Sarawak Dalam Malaysia,
Aman Makmur Rahmat Tuhan Maha Esa,
Kekallah Sarawak Bertuah,
Teras Perjuangan Rakyat,
The present Sarawak state crest or coat of arms was adopted on Aug 31, 1988 along with the new state flag. It features a rhinoceros hornbill or ‘Burung Kenyalang’ with its wings and tails each comprising 13 stripes representing the 13 states in the country. The shield at the centre of the bird bears the present Sarawak flag and the country’s national flower Hibiscus is on the right and left sides of the bird’s legs. The bird also clutches a scroll with the state motto ‘Bersatu, Berusaha, Berbakti’.
The state crest signifies the proud ‘Land of the Hornbills’ flying high in aspirations and achievements in all fields of endeavour, guided by the ideology of ‘politics of development’. It also serves to distinguish Sarawak from the rest of the World.

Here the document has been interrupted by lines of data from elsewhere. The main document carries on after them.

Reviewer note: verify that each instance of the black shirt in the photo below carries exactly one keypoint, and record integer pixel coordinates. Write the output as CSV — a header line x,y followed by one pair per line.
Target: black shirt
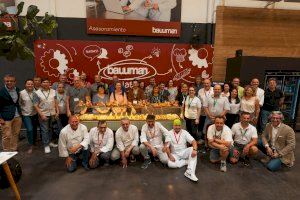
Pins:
x,y
272,99
180,97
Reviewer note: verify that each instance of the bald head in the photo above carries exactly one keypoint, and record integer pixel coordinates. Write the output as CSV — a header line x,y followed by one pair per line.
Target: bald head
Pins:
x,y
74,122
217,90
206,84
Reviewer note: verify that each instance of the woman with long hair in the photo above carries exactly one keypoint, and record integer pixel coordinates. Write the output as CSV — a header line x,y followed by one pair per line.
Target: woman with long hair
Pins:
x,y
226,90
250,104
118,96
155,97
232,115
172,90
29,114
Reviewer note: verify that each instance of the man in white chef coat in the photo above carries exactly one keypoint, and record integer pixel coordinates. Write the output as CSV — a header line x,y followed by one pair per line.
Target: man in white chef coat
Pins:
x,y
152,135
101,144
127,140
73,141
179,154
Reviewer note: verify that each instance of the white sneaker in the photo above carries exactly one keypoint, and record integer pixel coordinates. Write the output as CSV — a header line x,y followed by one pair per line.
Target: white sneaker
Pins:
x,y
223,167
192,177
51,144
47,149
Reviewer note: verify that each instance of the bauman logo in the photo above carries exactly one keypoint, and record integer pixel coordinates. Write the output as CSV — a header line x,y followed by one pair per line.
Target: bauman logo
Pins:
x,y
172,31
128,70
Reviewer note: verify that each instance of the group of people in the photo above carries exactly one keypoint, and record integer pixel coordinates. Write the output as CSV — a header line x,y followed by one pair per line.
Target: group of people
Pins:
x,y
97,145
227,119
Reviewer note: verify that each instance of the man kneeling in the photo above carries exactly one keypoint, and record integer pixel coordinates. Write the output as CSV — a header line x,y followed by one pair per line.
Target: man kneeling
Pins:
x,y
152,141
245,140
101,143
127,140
181,155
73,142
220,140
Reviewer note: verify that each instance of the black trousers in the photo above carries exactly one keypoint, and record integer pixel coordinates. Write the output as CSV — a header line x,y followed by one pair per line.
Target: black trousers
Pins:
x,y
192,128
231,119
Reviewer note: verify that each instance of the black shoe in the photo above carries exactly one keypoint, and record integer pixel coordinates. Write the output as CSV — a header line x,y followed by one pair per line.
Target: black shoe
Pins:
x,y
246,162
86,167
156,159
146,163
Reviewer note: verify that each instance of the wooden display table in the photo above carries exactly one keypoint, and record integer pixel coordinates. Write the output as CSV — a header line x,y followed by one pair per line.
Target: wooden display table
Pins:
x,y
115,124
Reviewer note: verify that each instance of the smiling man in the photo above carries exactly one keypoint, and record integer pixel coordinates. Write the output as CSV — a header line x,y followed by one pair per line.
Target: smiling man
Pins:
x,y
278,140
10,120
73,142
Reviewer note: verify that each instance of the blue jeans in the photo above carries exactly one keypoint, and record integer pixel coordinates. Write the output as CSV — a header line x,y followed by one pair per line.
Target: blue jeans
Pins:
x,y
75,157
46,130
274,164
264,119
30,123
207,123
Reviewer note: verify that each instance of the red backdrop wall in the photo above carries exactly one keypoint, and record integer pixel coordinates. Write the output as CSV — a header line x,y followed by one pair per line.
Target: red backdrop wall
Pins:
x,y
129,61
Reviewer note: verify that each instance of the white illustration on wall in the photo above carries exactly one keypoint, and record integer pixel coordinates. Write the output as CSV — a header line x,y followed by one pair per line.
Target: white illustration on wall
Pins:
x,y
197,58
127,51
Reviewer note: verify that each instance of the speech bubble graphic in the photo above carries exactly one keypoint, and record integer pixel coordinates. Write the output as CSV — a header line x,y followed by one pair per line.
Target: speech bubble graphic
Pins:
x,y
91,52
103,54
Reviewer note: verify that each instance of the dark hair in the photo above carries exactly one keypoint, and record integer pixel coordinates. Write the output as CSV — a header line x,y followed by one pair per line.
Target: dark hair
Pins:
x,y
245,113
28,80
150,117
237,99
9,76
220,117
101,86
100,122
272,79
45,79
225,84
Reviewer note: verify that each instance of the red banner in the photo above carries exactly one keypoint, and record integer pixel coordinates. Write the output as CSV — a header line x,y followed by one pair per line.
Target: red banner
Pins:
x,y
127,17
128,61
118,27
9,23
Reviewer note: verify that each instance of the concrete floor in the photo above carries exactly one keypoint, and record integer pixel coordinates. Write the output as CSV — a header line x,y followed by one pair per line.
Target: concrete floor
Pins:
x,y
44,177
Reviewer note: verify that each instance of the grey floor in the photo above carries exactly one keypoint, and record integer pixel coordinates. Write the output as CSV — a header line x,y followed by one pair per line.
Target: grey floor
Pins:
x,y
44,177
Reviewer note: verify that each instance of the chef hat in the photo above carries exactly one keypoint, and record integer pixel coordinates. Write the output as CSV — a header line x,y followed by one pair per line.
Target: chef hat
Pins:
x,y
177,122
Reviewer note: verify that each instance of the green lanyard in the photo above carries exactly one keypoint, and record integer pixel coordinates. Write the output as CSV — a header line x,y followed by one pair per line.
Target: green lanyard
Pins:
x,y
190,101
215,102
243,134
220,134
45,95
31,99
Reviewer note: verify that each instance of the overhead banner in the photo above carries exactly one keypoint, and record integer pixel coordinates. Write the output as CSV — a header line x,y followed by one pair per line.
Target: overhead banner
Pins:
x,y
134,17
8,6
129,61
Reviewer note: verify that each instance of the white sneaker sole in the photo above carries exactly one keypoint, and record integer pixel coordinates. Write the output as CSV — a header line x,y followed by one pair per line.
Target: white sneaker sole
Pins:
x,y
189,177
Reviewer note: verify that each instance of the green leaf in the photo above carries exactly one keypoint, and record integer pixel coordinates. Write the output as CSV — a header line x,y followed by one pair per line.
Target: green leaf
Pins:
x,y
20,8
3,28
32,11
24,23
26,53
3,13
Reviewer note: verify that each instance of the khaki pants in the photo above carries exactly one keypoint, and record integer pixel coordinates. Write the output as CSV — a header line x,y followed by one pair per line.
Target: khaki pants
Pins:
x,y
10,134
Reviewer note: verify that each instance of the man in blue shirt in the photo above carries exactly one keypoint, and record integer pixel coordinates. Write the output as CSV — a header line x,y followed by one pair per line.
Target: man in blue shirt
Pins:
x,y
10,119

Not widely known by many, Sarawak’s state flower is actually Orkid Normah, scientifically known as Phalaenopsis bellina. It can be found in the forests of the Lundu district. Orkid Normah was officially unveiled as state flower at a ceremony on Aug 28, 1983.
The orchid, which was previously known as Lundu Orchid, was officially renamed as Orkid Normah in honour of the late Toh Puan Datuk Patinggi Normah, the wife of the fourth Governor of Sarawak and third Chief Minister Tun Datuk Patinggi Abdul Rahman Ya’kub. It is reported the flower measures 3.5cm by 5cm but can be as large as 5cm by 7cm.